Sony Michel (No. 26) of the New England Patriots celebrates a fourth-quarter, one-yard rushing touchdown against the New York Jets.
Michel says that he feels the pull of Haiti because his mother and other relatives have told him the stories — his mother, only more recently. Those stories shook him. “She didn’t want to put too much on me,” Michel says. He takes a deep breath. “My mom is inspiring. It was rough.”
These players share pride in where their families come from, through tragedy and insults such as President Donald Trump’s reported assessment of Haiti, among others, as “shithole countries.” “I don’t do the politics,” Michel replies. When Michel participated in the NFL’s My Cause, My Cleats initiative, he wore cleats painted with the Haitian flag for a Dec. 2 game to raise awareness and money for victims of natural disasters in Haiti.
Back in Haiti, 65-year-old Boby Duval is cultivating the next generation. Through his charity, he runs six athletic-based academies around Haiti and feeds 2,000 children a day with his sports/social program. Soccer is the national sport, but Duval is sure there are Sony Michels kicking a ball who would also do well toting it. “Our history is connected to these NFL players, we have this Haitian pride,” Duval says. “We kicked the French ass big-time, and they have never got over it. We take a little and do a lot. We have not been served well historically speaking.”
So far, no Haitians have gone straight to the NFL. The U.S., Florida in particular, is the gridiron talent incubator. But the steely determination that turns that talent into success — for the players and for those preparing for the future, like Duval — comes from Haiti. In 1976, Haiti’s then-dictator Jean-Claude “Baby Doc” Duvalier threw Duval in prison for 17 months for charges that were never made clear. Duval weighed 250 pounds when he went to jail, 90 when he was released. “It was an extermination camp,” Duval says. “People died around me every day.” Duval went to college in Boston at Concordia, where his effervescent personality drew former Patriots quarterback Jim Plunkett to him. The two friends would hang out in Kenmore Square, but Duval is not a Patriots fan today. He is a friend of any NFL team that will help his mission.
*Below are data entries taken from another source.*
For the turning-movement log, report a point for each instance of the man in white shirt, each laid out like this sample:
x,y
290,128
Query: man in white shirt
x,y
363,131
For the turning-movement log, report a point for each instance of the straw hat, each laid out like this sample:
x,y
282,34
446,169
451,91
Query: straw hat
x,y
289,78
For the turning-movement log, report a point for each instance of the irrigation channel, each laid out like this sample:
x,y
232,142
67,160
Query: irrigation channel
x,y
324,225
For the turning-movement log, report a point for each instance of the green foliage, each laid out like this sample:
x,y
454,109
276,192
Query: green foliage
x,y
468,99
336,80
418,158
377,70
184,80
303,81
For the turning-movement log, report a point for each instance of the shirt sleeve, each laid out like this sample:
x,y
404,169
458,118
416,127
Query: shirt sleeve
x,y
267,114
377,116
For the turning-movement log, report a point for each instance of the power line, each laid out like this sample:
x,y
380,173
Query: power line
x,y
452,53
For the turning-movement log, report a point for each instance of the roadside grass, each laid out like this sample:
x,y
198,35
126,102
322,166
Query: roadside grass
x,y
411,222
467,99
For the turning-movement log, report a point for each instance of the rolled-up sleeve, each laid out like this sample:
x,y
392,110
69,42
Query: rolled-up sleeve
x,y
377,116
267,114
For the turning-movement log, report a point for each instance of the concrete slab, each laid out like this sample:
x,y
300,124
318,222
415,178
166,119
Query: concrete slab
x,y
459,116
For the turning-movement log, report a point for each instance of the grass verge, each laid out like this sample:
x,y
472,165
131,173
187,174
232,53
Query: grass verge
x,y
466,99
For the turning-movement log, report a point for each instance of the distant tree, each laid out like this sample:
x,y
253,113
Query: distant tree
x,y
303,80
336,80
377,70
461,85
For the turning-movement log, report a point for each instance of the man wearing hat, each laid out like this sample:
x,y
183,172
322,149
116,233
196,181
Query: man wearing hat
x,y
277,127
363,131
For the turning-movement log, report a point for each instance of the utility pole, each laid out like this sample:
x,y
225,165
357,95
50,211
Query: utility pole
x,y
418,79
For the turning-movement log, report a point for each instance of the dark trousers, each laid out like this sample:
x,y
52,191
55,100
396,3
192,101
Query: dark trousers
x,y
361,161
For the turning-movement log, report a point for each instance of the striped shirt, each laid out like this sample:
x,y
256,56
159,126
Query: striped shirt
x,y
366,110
Duval recognizes the determination of Haitian-American NFL players. “I can understand the rage these athletes play with,” he says. “Their parents have told them when they get an opportunity you have to make your own, there is nobody who is going to make anything for you. They will work their asses off to make things happen because there is no safety net where they come from.”